Started the day by driving to the Gilruth Center at the Johnson Space Center in Houston. First of all, we decided that people here can’t give directions. The directions said Gilruth was at the intersection of two streets, when it was really 1.8 miles from that intersection. We decided that in Texas, a mere 2 miles WAS nearly at the intersection, relatively speaking. Also, the Gilruth Center has an almost invisible sign: gray letters o
n beige cinder blocks. Outside the building was this nifty vintage looking bicycle, as if we’d gone back to the early days of NASA. But then we saw bicycles like that outside almost every building. I never saw anyone biking and they were all retro-looking, so I decided the same person or group bought them and left them out as seed-bikes to encourage bike riding.
But we arrived, in a drizzle, and met our fellow Tweetup attendees, got badges, and goodie bags. Half of our badges had red stars. But, like the Sneetches Without Star Upon Thars, I was in the non-red-star group and we rode the second bus.
Our first stop was Building 16, SAIL (Shuttle Avionics Integration Laboratory). Inside
were several mock-up of various parts of the shuttle, from as simple as a desk with screens about where the screens are in the shuttle cockpit to domed Systems Engineering Simulators with a ceiling like a planetarium that could hold several different kinds of mockups.
The mock ups were what they referred to as low-fidelity.

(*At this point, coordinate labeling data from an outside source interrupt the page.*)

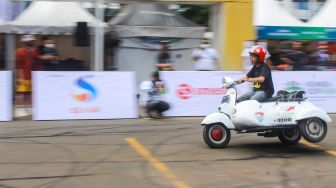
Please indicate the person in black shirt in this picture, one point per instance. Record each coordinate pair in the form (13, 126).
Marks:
(47, 54)
(260, 75)
(164, 58)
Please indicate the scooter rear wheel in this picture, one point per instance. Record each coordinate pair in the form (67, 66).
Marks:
(216, 136)
(313, 129)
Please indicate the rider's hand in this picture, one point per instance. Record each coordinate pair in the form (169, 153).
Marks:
(240, 81)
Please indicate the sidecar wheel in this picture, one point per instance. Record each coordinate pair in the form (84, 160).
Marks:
(216, 136)
(313, 129)
(290, 136)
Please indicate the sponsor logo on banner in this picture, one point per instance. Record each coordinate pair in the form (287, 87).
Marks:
(283, 120)
(85, 91)
(259, 116)
(185, 91)
(293, 86)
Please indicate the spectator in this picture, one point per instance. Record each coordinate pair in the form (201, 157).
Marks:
(164, 58)
(205, 57)
(312, 59)
(47, 54)
(150, 96)
(294, 57)
(25, 58)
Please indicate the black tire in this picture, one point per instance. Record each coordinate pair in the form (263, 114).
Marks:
(154, 114)
(216, 136)
(313, 129)
(290, 136)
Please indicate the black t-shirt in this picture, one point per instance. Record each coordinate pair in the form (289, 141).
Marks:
(265, 71)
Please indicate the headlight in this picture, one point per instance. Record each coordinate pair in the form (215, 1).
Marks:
(226, 99)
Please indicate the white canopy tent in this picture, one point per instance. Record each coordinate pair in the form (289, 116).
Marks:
(56, 18)
(275, 21)
(140, 27)
(271, 13)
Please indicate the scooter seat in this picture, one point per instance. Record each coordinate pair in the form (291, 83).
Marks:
(273, 99)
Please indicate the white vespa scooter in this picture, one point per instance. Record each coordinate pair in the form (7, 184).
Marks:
(288, 117)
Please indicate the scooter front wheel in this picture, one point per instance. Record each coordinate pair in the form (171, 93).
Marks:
(216, 135)
(313, 129)
(289, 136)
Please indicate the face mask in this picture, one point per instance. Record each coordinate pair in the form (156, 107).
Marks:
(205, 45)
(49, 45)
(30, 44)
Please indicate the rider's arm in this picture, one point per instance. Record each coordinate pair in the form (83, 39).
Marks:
(242, 79)
(259, 79)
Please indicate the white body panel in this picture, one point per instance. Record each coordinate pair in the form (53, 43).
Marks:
(251, 113)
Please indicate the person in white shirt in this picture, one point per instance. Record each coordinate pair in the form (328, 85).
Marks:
(205, 57)
(150, 96)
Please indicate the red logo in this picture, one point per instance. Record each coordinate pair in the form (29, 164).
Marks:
(185, 91)
(290, 108)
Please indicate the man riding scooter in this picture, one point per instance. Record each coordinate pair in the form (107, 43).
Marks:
(260, 75)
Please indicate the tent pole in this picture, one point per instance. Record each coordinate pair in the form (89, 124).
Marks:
(10, 46)
(99, 38)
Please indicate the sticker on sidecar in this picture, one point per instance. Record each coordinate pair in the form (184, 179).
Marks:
(283, 120)
(259, 116)
(286, 108)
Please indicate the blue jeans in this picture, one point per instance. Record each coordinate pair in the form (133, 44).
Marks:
(253, 95)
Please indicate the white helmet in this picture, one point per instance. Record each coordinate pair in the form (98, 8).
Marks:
(28, 38)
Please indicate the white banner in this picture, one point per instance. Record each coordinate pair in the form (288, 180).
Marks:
(84, 95)
(195, 93)
(320, 86)
(198, 93)
(6, 106)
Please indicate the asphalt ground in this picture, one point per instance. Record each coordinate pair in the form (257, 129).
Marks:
(146, 153)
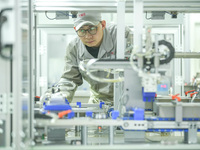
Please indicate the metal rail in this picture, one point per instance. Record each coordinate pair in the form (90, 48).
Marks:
(108, 6)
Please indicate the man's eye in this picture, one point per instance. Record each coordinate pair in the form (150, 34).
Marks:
(82, 30)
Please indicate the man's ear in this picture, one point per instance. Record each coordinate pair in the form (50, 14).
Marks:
(103, 23)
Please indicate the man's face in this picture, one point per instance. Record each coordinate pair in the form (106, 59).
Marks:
(93, 40)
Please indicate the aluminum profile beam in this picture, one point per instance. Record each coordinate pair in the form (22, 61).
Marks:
(108, 6)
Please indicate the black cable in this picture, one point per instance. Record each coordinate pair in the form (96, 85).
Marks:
(3, 19)
(48, 17)
(146, 17)
(171, 51)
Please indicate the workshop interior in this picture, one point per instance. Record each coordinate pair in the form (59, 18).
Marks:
(156, 102)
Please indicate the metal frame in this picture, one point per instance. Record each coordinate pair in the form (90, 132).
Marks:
(111, 5)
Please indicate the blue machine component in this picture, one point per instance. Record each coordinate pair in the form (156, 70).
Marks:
(70, 115)
(89, 113)
(101, 104)
(138, 114)
(61, 107)
(109, 111)
(148, 96)
(66, 101)
(114, 114)
(78, 104)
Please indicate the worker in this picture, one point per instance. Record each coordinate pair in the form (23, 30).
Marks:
(95, 39)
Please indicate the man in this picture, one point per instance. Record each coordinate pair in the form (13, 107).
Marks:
(95, 39)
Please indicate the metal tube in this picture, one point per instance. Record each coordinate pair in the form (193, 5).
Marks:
(84, 135)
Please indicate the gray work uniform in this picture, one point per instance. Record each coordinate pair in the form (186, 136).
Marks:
(77, 52)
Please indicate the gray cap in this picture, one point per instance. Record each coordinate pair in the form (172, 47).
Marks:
(87, 18)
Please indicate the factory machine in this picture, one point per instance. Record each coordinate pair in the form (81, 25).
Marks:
(150, 111)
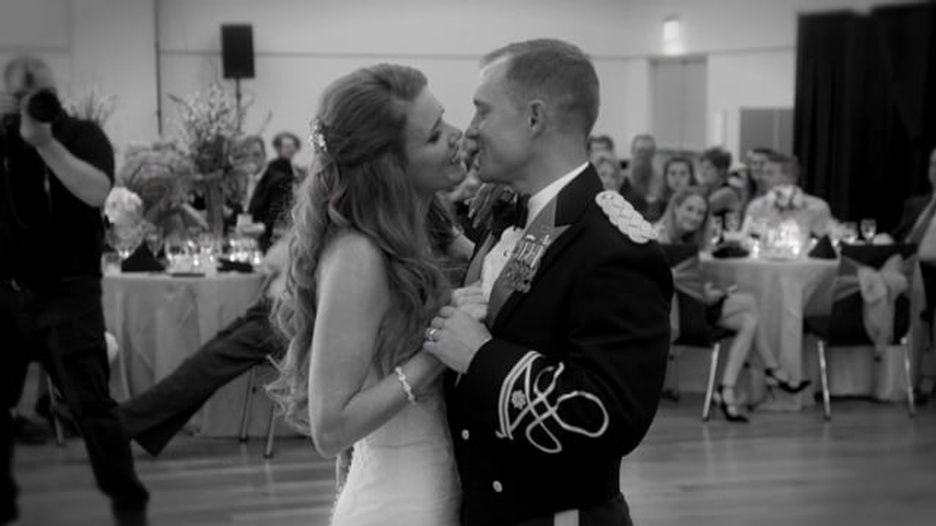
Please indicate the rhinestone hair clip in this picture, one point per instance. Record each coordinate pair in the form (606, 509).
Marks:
(317, 136)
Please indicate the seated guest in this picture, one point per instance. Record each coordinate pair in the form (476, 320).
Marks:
(154, 417)
(713, 176)
(599, 144)
(641, 177)
(919, 210)
(608, 166)
(269, 192)
(684, 222)
(678, 173)
(756, 158)
(785, 201)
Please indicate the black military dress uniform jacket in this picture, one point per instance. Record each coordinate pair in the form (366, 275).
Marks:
(571, 380)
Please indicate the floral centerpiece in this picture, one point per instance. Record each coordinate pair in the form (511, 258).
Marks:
(209, 126)
(91, 104)
(163, 176)
(124, 211)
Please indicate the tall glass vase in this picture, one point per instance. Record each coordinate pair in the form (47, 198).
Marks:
(214, 207)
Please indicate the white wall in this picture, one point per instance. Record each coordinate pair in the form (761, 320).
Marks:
(104, 44)
(303, 44)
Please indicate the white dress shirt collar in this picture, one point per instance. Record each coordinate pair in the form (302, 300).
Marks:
(539, 200)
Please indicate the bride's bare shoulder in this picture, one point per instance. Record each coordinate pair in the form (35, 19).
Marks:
(353, 256)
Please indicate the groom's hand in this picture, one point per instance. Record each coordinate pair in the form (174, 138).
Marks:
(471, 300)
(454, 337)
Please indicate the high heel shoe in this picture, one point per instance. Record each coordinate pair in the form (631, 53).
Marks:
(729, 410)
(771, 379)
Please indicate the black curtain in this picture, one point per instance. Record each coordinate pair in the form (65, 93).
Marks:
(865, 116)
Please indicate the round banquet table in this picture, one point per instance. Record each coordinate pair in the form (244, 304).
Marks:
(787, 292)
(159, 320)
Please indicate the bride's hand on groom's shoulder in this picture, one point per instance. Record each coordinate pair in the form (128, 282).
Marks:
(471, 300)
(481, 207)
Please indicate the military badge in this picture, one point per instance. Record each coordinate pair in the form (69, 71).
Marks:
(625, 217)
(525, 259)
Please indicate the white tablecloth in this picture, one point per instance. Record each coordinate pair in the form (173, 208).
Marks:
(160, 320)
(786, 292)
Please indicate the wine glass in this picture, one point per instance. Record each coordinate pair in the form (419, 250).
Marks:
(176, 250)
(868, 229)
(715, 231)
(732, 222)
(154, 239)
(124, 240)
(849, 232)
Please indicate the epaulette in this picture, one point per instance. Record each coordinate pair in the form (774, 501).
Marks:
(625, 217)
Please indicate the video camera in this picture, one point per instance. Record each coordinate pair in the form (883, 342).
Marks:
(43, 104)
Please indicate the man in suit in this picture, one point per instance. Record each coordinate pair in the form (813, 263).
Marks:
(269, 193)
(786, 201)
(563, 376)
(918, 210)
(154, 417)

This means they really didn’t try to hard to make them look or feel exactly like the shuttle, but they were good enough for their particular purpose. The different mockups can be moved in or out of the simulator, so one scenario might use the shuttle cockpit, while another the ISS cupola. The shuttle cockpit was currently in the simulator, and I got to push the thruster button. Different people attempted to dock the shuttle with the ISS. Some crashed it, some docked successfully. Even crashing the
shuttle isn’t so bad. You can put, “I once crashed the space shuttle in a NASA training session” in your bio.
Then we moved on to the Rocket Park and the Food Lab. But that’s another post. And of course everyone signed in with Foursquare to each building along the way.